Griffin Wooldridge and Mike Wooldridge wearing their Open Source Shield face shields. Photo by Linda Wooldridge

Last week we loaded flowers and presents into the car and went to help my grandma celebrate her 80th birthday. We stood outside in the rain and sang “Happy Birthday” to her and held up flowers while she watched from inside her assisted-living facility wearing a mask. 

Her facility was on lockdown on account of the current COVID-19 viral pandemic. Since then, her facility has experienced an outbreak of COVID-19 with several residents and 14 staff members testing positive for the virus.

This situation motivates me while I help my dad build face shields to protect healthcare workers. With many hospitals struggling to provide adequate personal protective equipment (PPE) for their workers, we’re working to fill the void by making and distributing face shields in the San Francisco Bay Area. We’ve formed a project called Open Source Shield with fellow Bay Area resident Wes Garcia. 

Healthcare workers are particularly susceptible to infection, as many of them are working in close contact with COVID-19 patients. 

The World Health Organization states that this disease is primarily transmitted through respiratory droplets from coughing and sneezing. According to a report from MIT, tens of millions of disposable face shields will be needed nationwide, each month to keep healthcare workers and their patients safe.
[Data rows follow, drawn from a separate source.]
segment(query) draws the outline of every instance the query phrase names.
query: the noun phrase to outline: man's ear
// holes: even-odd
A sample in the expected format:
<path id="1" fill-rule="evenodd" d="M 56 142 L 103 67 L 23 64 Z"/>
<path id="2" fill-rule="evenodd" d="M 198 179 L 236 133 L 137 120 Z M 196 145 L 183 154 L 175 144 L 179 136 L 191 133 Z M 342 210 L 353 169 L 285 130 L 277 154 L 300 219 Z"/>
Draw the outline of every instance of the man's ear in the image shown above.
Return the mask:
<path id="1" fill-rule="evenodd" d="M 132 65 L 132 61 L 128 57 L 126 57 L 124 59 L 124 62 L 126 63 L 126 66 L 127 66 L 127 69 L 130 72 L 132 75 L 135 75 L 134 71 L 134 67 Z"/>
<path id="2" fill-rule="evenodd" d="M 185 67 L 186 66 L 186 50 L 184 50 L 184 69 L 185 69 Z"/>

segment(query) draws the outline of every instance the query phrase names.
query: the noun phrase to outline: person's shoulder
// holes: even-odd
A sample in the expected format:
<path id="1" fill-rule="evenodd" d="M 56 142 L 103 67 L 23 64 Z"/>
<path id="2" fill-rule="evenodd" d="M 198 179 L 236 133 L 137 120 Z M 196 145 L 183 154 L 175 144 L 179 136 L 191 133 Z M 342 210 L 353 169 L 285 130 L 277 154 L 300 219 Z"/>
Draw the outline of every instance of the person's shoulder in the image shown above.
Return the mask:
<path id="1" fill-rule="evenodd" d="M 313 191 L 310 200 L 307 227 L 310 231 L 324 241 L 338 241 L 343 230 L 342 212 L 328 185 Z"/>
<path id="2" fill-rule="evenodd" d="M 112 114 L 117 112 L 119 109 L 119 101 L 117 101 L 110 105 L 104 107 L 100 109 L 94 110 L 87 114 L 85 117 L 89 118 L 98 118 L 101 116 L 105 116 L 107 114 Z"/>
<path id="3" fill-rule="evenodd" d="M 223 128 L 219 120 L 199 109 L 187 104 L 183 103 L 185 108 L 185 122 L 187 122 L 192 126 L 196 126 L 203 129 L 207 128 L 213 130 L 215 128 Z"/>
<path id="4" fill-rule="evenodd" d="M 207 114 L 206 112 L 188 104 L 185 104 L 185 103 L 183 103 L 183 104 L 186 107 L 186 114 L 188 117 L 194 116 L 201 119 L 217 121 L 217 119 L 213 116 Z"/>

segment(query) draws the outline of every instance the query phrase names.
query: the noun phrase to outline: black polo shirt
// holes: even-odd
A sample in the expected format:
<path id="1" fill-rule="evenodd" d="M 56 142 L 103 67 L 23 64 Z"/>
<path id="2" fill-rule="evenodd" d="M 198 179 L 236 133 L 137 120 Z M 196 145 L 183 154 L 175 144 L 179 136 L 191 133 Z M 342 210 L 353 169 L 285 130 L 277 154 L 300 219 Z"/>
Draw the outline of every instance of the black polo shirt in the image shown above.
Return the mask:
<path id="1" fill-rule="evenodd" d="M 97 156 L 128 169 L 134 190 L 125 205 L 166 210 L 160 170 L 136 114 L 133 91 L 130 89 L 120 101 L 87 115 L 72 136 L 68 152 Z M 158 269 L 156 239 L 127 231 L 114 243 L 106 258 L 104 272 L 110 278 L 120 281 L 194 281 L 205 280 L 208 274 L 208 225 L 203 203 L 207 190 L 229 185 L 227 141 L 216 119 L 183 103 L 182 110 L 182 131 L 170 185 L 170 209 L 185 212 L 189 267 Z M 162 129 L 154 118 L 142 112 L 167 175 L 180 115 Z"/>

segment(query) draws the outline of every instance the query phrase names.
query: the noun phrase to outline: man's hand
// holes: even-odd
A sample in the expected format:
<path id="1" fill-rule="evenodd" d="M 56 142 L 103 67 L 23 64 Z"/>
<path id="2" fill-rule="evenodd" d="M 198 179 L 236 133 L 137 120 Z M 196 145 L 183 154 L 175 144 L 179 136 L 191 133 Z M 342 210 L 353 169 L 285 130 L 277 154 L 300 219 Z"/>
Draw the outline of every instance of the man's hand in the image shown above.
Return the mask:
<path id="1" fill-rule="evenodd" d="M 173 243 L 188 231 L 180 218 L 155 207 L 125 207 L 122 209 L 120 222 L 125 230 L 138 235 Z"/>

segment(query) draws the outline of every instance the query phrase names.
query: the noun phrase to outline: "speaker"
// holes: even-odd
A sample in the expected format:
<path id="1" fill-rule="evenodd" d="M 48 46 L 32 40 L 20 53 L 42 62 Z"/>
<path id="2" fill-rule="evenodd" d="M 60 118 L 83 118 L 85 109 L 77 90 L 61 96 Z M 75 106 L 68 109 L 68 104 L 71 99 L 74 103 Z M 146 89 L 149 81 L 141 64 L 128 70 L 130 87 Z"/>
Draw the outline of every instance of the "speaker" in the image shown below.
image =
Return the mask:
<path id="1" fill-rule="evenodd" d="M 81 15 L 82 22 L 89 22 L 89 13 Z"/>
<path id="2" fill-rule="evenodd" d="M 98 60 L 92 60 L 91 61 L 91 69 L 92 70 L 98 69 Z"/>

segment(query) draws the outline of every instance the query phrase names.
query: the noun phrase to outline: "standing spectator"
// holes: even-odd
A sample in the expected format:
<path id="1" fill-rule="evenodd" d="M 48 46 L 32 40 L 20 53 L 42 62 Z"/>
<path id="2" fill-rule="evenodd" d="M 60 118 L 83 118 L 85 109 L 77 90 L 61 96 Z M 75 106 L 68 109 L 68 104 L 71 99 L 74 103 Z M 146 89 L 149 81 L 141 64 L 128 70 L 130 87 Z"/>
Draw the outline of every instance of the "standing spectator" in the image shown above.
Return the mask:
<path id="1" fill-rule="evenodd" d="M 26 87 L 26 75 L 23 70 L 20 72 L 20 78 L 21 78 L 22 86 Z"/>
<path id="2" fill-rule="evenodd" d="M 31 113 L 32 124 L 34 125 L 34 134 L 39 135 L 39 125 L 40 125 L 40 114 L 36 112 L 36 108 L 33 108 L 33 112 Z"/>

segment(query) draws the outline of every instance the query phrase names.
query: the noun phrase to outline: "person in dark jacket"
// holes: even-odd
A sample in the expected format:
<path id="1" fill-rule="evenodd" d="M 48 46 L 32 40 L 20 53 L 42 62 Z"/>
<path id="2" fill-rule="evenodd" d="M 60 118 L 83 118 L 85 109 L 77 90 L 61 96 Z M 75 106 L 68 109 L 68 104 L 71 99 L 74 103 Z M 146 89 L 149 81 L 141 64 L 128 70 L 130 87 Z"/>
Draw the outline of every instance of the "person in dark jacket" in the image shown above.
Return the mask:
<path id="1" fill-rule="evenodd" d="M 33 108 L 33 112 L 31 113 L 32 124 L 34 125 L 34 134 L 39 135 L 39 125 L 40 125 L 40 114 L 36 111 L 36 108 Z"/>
Our face shields are made of flexible plastic, foam weatherstripping and velcro tape. A wide, rectangular piece of transparent plastic covers the face, while weatherstripping provides cushioning against the forehead and velcro straps keep the face shield in place. 

The only tools required to assemble our face shield are a pair of scissors, a straight-edge tool, and measuring tape. Each face shield costs approximately $8 to produce. To follow the shelter-in-place guidelines and stay away from crowds, we’re purchasing as much material as possible through online retailers such as Amazon. 
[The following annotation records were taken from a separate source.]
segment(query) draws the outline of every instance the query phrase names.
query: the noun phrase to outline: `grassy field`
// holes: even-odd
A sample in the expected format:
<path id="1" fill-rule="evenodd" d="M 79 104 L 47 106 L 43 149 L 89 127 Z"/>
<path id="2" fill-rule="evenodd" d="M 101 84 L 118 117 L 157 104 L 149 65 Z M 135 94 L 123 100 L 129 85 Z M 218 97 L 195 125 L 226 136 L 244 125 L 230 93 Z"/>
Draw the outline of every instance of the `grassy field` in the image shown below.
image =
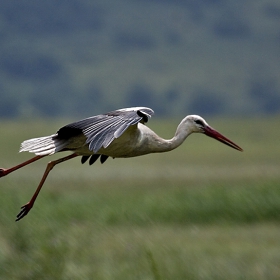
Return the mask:
<path id="1" fill-rule="evenodd" d="M 244 152 L 192 135 L 168 154 L 74 159 L 19 222 L 50 158 L 1 178 L 0 278 L 279 279 L 279 118 L 209 123 Z M 20 142 L 62 124 L 2 120 L 0 166 L 30 158 Z M 170 138 L 176 122 L 150 126 Z"/>

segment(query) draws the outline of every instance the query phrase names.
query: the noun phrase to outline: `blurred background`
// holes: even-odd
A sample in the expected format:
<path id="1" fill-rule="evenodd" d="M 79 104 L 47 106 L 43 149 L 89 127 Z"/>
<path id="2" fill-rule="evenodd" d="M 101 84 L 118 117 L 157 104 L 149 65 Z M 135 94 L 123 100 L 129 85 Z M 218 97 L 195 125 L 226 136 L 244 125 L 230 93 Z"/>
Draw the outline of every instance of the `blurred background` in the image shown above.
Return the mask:
<path id="1" fill-rule="evenodd" d="M 23 140 L 129 106 L 168 154 L 0 179 L 1 279 L 280 279 L 279 0 L 0 0 L 0 166 Z"/>
<path id="2" fill-rule="evenodd" d="M 280 110 L 277 0 L 1 1 L 0 116 Z"/>

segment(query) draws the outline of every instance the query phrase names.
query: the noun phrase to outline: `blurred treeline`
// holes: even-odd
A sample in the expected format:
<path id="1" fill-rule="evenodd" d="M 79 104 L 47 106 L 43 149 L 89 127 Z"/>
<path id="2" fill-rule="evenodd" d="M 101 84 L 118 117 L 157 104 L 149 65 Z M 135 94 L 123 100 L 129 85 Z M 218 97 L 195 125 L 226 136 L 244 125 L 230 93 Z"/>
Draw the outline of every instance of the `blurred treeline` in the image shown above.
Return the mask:
<path id="1" fill-rule="evenodd" d="M 279 0 L 1 0 L 0 40 L 0 117 L 280 111 Z"/>

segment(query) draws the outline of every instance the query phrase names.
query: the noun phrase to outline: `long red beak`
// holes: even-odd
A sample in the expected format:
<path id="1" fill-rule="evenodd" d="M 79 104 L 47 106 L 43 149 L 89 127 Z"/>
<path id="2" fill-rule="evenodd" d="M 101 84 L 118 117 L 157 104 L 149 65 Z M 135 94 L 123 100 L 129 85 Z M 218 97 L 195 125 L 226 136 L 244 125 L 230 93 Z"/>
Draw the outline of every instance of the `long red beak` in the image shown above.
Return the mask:
<path id="1" fill-rule="evenodd" d="M 204 128 L 204 133 L 209 136 L 212 137 L 238 151 L 243 151 L 243 149 L 241 147 L 239 147 L 238 145 L 236 145 L 235 143 L 233 143 L 231 140 L 229 140 L 228 138 L 226 138 L 224 135 L 222 135 L 220 132 L 218 132 L 217 130 L 215 130 L 214 128 L 212 128 L 211 126 L 206 126 Z"/>

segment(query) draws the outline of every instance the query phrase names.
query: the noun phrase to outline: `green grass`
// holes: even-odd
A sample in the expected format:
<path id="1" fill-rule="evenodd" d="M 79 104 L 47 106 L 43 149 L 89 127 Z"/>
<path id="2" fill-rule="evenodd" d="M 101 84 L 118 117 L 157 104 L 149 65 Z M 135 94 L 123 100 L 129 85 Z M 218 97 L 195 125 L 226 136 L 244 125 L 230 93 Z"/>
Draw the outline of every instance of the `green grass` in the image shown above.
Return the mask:
<path id="1" fill-rule="evenodd" d="M 194 135 L 168 154 L 63 163 L 17 223 L 50 158 L 1 178 L 0 278 L 279 279 L 275 120 L 209 121 L 244 153 Z M 61 123 L 3 121 L 2 167 L 31 156 L 17 154 L 22 140 Z M 151 125 L 174 131 L 173 122 Z"/>

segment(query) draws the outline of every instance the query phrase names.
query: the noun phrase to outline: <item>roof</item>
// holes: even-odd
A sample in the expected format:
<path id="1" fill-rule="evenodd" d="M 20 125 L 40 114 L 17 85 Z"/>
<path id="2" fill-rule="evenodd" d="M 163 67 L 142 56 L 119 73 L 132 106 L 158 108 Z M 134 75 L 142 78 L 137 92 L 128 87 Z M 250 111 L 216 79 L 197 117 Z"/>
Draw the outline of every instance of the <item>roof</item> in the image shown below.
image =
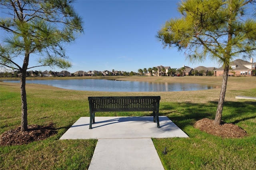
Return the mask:
<path id="1" fill-rule="evenodd" d="M 201 70 L 204 70 L 204 71 L 213 71 L 214 70 L 215 70 L 216 68 L 215 67 L 206 67 L 204 66 L 199 66 L 197 67 L 196 67 L 194 68 L 195 70 L 197 70 L 199 71 Z"/>
<path id="2" fill-rule="evenodd" d="M 232 61 L 230 63 L 230 66 L 235 66 L 236 68 L 232 68 L 233 70 L 251 70 L 248 68 L 244 66 L 245 65 L 256 65 L 256 63 L 250 62 L 246 61 L 244 61 L 241 59 L 236 59 L 234 61 Z M 223 70 L 223 66 L 218 68 L 215 69 L 216 71 Z"/>

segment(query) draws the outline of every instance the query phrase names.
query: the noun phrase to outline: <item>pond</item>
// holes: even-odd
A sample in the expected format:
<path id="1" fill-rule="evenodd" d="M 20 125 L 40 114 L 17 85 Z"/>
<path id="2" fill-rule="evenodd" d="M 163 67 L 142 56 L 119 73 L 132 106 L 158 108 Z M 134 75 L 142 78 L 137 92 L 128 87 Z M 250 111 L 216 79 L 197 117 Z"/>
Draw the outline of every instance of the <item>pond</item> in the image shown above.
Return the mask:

“We’ve had pretty good success buying our materials from Amazon, although it’s getting harder to find plastic since we’re not the only ones trying to make face shields and other protective equipment,” Open Source Shield partner Mike Wooldridge said.

So far, our project has provided face shields to Contra Costa Health Services, Carlton Senior Living (which runs assisted-care facilities in Northern California), and Hospice East Bay, which provides care to terminally ill patients. Our face shields are also being evaluated by a hospital in Long Beach, California. 
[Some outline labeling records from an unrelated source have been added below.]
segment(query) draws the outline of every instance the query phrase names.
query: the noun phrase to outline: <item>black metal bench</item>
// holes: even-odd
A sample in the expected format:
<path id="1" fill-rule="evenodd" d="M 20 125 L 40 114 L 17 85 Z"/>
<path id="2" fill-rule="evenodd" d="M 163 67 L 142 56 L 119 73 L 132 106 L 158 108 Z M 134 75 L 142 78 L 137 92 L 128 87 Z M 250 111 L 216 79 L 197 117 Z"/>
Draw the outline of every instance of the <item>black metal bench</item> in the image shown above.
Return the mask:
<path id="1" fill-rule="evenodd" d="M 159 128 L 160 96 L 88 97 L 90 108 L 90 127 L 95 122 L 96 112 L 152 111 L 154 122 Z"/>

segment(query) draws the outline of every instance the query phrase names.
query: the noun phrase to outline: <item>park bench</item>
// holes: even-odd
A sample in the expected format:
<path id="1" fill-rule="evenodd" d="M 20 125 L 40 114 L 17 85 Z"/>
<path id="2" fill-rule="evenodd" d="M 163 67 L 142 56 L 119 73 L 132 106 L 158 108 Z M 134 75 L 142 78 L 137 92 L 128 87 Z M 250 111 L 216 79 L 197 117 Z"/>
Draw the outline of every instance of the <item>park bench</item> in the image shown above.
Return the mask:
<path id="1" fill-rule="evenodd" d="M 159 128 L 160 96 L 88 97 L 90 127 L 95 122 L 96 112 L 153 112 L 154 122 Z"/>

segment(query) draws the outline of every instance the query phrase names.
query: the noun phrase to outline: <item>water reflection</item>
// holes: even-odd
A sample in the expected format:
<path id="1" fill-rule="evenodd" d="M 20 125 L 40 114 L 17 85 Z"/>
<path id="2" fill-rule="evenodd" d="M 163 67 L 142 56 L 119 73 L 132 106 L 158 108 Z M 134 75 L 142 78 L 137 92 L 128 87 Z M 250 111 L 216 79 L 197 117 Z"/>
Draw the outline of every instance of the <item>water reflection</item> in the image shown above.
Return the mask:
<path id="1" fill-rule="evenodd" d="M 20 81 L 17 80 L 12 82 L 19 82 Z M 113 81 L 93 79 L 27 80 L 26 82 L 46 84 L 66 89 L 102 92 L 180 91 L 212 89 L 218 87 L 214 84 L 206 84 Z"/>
Our goal for this project is not to profit off of the pandemic but to get our shields into as many people’s hands as possible. On our Instagram, we teach viewers how to create their own face shields by walking them through the materials needed, where to buy them and how to assemble them at home. Some of the inspiration comes from the “open source software” movement, where software code is published in the open, and anyone can freely download, use, or modify it.

Aside from helping others, making these shields has been a productive way for me to stay busy while sheltering in place. Being back home and away from Chico has made me miss my face-to-face classes and the friends I’ve made in college. Open Source Shield has been a good outlet for directing my energy and creativity.

“I believe we’re going to look back at this time with pride: where ordinary folks stepped up to help those healthcare workers who protect us,” founder Wes Garcia said.